DOT Highlights FAA’s Local Safety Council Idea
Friday, July 20, 2012


NATCA Safety Committee Chairman Steve Hansen (left), with Safety Culture Action Team Lead Jo Strang and Tony Manzione, the ATO's Partnership for Safety team lead.

Editor's Note: The following is an article collaboratively produced by NATCA and Air Traffic Organization (ATO) Communications.


Last winter, the Department of Transportation (DOT) issued an IdeaHub challenge to employees, asking them, “What can we do at DOT to integrate the new Safety Policy into our daily work?” ATO’s Partnership for Safety team lead Tony Manzione submitted a response suggesting the creation of collaborative local safety councils.

The idea came from the work Manzione was doing on the Partnership for Safety initiative with NATCA co-lead and Safety Committee Chairman Steve Hansen.

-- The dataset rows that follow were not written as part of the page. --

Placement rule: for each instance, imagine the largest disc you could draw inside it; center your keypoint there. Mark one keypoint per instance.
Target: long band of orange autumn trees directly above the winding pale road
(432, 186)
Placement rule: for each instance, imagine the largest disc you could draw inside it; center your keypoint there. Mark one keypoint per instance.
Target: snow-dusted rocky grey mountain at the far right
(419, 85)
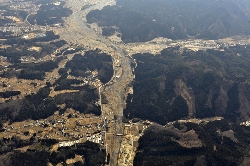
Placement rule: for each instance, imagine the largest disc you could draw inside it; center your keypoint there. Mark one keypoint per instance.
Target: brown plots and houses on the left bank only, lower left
(79, 128)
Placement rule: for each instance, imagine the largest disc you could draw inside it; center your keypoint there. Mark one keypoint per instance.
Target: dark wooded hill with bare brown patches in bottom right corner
(215, 143)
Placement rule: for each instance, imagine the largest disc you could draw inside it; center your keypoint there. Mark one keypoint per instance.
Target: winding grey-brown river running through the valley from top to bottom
(118, 85)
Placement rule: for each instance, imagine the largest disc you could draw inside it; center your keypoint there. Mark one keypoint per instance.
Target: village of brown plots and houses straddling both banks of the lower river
(73, 128)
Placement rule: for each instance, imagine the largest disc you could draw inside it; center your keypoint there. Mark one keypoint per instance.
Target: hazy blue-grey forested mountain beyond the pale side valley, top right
(175, 19)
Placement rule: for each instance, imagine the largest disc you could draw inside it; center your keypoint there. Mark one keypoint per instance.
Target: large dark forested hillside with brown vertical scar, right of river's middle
(179, 84)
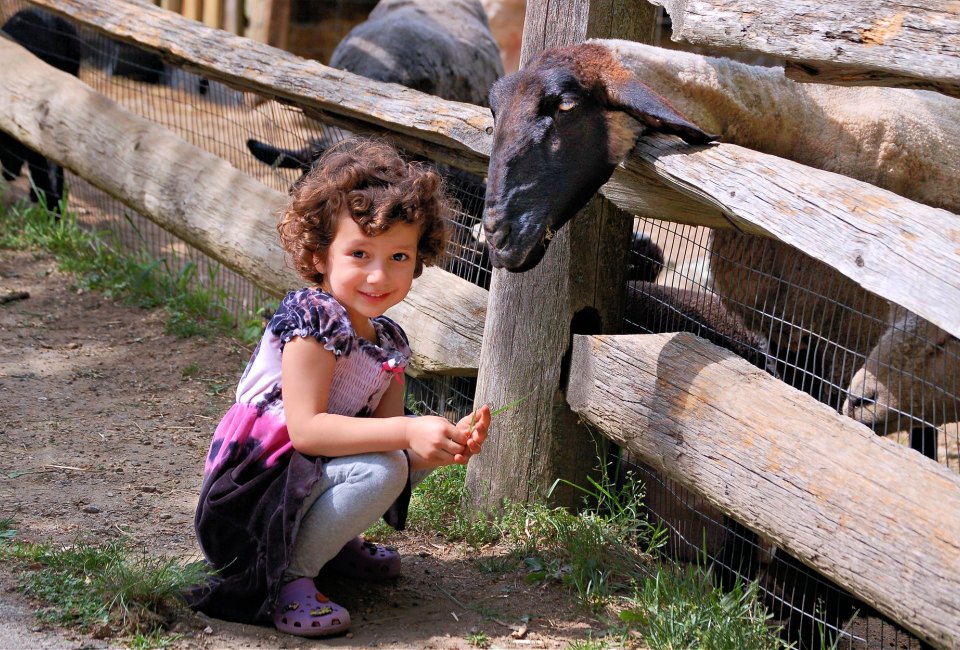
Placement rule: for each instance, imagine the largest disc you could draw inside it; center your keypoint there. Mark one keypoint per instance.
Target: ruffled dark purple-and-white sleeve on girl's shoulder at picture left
(314, 314)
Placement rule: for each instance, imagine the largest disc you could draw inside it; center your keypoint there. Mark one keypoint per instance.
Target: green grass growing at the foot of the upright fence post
(604, 555)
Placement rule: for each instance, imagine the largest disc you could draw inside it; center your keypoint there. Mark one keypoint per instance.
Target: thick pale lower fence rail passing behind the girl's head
(229, 215)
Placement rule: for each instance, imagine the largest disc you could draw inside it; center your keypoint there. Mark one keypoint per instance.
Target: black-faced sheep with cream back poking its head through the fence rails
(570, 116)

Designed to fuel collaboration between management and labor to resolve local safety concerns, the Partnership for Safety team had been working to establish local safety councils made up of management and labor representatives at air traffic control facilities.

“We realized we had all this great safety data and wanted to find a way to get it into the hands of the local facilities,” Hansen said. “When facilities create their own collaborative local safety council, they are given access to safety data collected by the MITRE Corporation and through the Air Traffic Safety Action Program (ATSAP) that is not otherwise available. The de-identified data allows them to look for trends and learn from others.”

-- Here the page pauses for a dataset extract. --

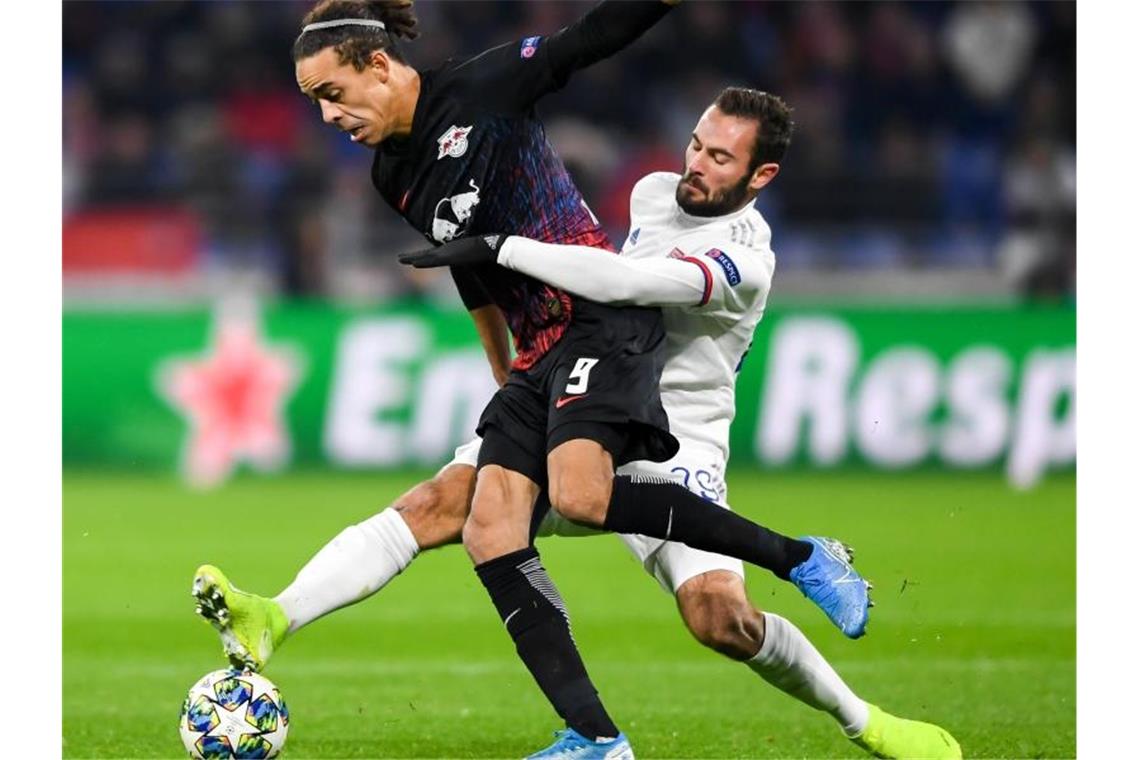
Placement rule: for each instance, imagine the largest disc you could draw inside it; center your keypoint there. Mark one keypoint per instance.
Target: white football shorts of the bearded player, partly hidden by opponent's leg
(697, 468)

The idea of local safety councils intrigued the DOT Safety Council, which invited Manzione and Hansen to brief it on the concept in June. The DOT Safety Council is a multi-agency team consisting of administrators, chief safety officers and other safety leaders from the department’s operating administrations.

“We hope to generate additional energy around this model for enhancing safety throughout DOT,” said Safety Culture Action Team Lead Jo Strang in a letter to NATCA President Paul Rinaldi and ATO Chief Operating Officer David Grizzle.

“We are honored, but the recognition is not about us,” Manzione said. “We just represent all of the people engaged in local safety councils who are already working to take us to the next level of safety.  It is about collaboration, and local action on local issues.”


Manzione (left), Hansen and Tony Fazio, director of the FAA's Office of Accident Investigation and Prevention.